Machine Learning Project on Mushroom Classification whether it’s edible or poisonous Part 1

A mushroom, or toadstool, is the fleshy, spore-bearing fruiting body of a fungus, typically produced above ground on soil or on its food source.

Problem Statement or Business Problem

In this project, looking at the various properties of a mushroom, we will predict whether the mushroom is edible or poisonous.

Attribute Information or Dataset Details:

To be more understandable, let’s write properties one by one.

  • classes: edible=e, poisonous=p
  • cap-shape: bell=b,conical=c,convex=x,flat=f, knobbed=k,sunken=s
  • cap-surface: fibrous=f,grooves=g,scaly=y,smooth=s
  • cap-color: brown=n, buff=b, cinnamon=c, gray=g,green=r, pink=p, purple=u, red=e,white=w,yellow=y
  • bruises: bruises=t,no=f
  • odor: almond=a, anise=l, creosote=c, fishy=y, foul=f, musty=m, none=n, pungent=p,spicy=s
  • gill-attachment: attached=a,descending=d,free=f,notched=n
  • gill-spacing: close=c,crowded=w,distant=d
  • gill-size: broad=b,narrow=n
  • gill-color: black=k,brown=n,buff=b,chocolate=h,gray=g, green=r, orange=o, pink=p,purple=u,red=e,white=w,yellow=y
  • stalk-shape: enlarging=e,tapering=t
  • stalk-root: bulbous=b, club=c, cup=u, equal=e, rhizomorphs=z, rooted=r,missing=?
  • stalk-surface-above-ring: fibrous=f,scaly=y,silky=k,smooth=s
  • stalk-surface-below-ring: fibrous=f,scaly=y,silky=k,smooth=s
  • stalk-color-above-ring: brown=n, buff=b, cinnamon=c, gray=g, orange=o, pink=p, red=e,white=w,yellow=y
  • stalk-color-below-ring: brown=n, buff=b, cinnamon=c, gray=g, orange=o, pink=p, red=e,white=w,yellow=y
  • veil-type: partial=p,universal=u
  • veil-color: brown=n,orange=o,white=w,yellow=y
  • ring-number: none=n,one=o,two=t
  • ring-type: cobwebby=c, evanescent=e, flaring=f, large=l, none=n, pendant=p, sheathing=s,zone=z
  • spore-print-color: black=k, brown=n, buff=b, chocolate=h, green=r, orange=o, purple=u,white=w,yellow=y
  • population: abundant=a, clustered=c, numerous=n, scattered=s, several=v, solitary=y
  • habitat: grasses=g, leaves=l, meadows=m, paths=p, urban=u, waste=w, woods=d

Also, following image shows mushroom parts as we mentioned above. (Image Credit goes to Infovisual)

  • Cap: The cap is the top of the mushroom (and often looks sort of like a small umbrella).
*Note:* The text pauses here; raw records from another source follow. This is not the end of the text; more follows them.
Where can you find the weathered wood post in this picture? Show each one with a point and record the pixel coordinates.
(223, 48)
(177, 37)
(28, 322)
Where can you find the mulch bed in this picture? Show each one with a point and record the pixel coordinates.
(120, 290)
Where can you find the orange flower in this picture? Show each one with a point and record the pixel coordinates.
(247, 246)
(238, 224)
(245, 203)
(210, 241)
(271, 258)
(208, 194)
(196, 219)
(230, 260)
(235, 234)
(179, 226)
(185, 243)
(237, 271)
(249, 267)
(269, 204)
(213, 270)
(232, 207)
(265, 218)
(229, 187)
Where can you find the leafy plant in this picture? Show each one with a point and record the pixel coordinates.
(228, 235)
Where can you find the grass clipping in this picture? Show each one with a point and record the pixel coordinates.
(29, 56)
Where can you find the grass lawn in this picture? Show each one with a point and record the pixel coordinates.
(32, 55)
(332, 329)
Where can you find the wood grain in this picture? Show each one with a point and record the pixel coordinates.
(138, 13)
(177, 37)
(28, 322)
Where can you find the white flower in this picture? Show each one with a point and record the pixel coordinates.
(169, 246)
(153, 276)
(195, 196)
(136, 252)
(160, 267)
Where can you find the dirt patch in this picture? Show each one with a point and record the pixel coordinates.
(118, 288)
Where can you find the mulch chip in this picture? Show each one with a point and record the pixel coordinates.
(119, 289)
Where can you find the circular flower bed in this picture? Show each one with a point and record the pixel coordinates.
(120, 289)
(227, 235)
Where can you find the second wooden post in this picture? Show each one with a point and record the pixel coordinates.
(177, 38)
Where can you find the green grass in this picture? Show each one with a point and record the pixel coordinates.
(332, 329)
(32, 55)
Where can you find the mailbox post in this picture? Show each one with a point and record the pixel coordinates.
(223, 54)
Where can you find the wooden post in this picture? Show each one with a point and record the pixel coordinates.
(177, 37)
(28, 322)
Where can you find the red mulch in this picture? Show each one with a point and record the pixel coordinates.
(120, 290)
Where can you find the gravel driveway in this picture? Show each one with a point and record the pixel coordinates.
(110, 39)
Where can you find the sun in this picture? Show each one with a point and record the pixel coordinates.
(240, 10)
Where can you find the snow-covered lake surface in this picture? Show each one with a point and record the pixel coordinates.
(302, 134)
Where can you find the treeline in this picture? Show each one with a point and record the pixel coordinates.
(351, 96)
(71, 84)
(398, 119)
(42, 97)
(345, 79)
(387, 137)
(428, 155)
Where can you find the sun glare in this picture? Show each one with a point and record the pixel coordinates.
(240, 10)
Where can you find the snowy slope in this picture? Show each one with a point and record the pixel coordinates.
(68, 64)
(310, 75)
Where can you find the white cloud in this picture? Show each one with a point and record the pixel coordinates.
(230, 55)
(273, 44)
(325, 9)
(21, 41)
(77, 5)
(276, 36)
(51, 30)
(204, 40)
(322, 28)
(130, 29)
Mushroom caps can come in a variety of colors but most often are brown, white, or yellow.
  • Gills, Pores, or Teeth: These structures appear under the mushroom’s cap. They look similar to a fish’s gills.
  • Ring: The ring (sometimes called the annulus) is the remaining structure of the partial veil after the gills have pushed through.
  • Stem or Stipe: The stem is the tall structure that holds the cap high above the ground.
  • Volva: The volva is the protective veil that remains after the mushroom sprouted up from the ground. As the fungus grows, it breaks through the volva.
  • Spores: Microscopic seeds acting as reproductive agents; they are usually released into the air and fall on a substrate to produce a new mushroom.

Technology Used

  1. Apache Spark
  2. Spark SQL
  3. Apache Spark MLLib
  4. Scala
  5. DataFrame-based API
  6. Databricks Notebook

Introduction

Welcome to this project on predict whether mushroom is edible or poisonous in Apache Spark Machine Learning using Databricks platform community edition server which allows you to execute your spark code, free of cost on their server just by registering through email id.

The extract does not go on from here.